High Capacity Iron-Poor Ferrites for Syngas Generation from Carbon Dioxide and Methane

CO2 and methane are the two major greenhouse gasses that contribute to global warming. Dry reforming of methane converts CO2 and methane into syngas (CO + H2), an important building block for synthesizing organic compounds such as liquid fuels, utilizing the established energy industry technology. However, there is no commercial process for dry reforming of methane mainly because of catalyst deactivation by solid carbon deposition and the high cost of noble metal based catalysts.

Chemical looping technology decouples the dry reforming of methane into two steps: methane reduction of a metal oxide, and CO2 splitting by the reduced metal oxide. Ferrites are a common type of oxide material in chemical looping for their high oxygen exchange capacity and low material cost. Iron is usually the (major) active redox element in ferrite materials such as NiFe2O4, but recent thermodynamic modeling results have predicted that iron-poor ferrite materials have greater oxygen exchange capacities than traditional iron-rich ferrites for dry reforming of methane.

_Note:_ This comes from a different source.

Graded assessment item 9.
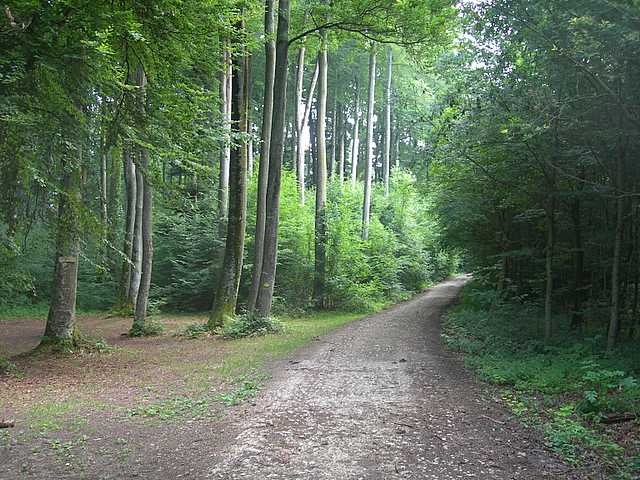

Here we present the first experimental demonstration of this counterintuitive oxygen exchange capacity dependence on ferrite iron ratio in chemical looping dry reforming of methane. Thermogravimetric and fixed-bed tests were conducted on supported Co-, Ni-, and Mg-ferrites of various Fe ratios for isothermal dry reforming of methane at 500~700 °C. As predicted by the theoretical models, iron-poor ferrites exhibited greater oxygen exchange capacities than iron-rich ferrites. Additionally, a specific type of ZrO2 as the support material was found to maximize the chemical reaction kinetics without inducing carbon deposition. The supported iron-poor ferrite has also been able to maintain less than 10% redox capacity decay in 20 cycles. The mechanistic understanding of the support material has been illustrated by x-ray diffraction and x-ray photoemission spectroscopy. To become a technology for syngas generation in remote areas with limited energy resources, the chemical looping dry reforming, which is endothermic, can also be adjusted to be autothermal by introducing a controlled amount of additional oxidant like O2. These findings contribute to future materials design and scale-up for high capacity and energy efficient chemical looping dry reforming processes.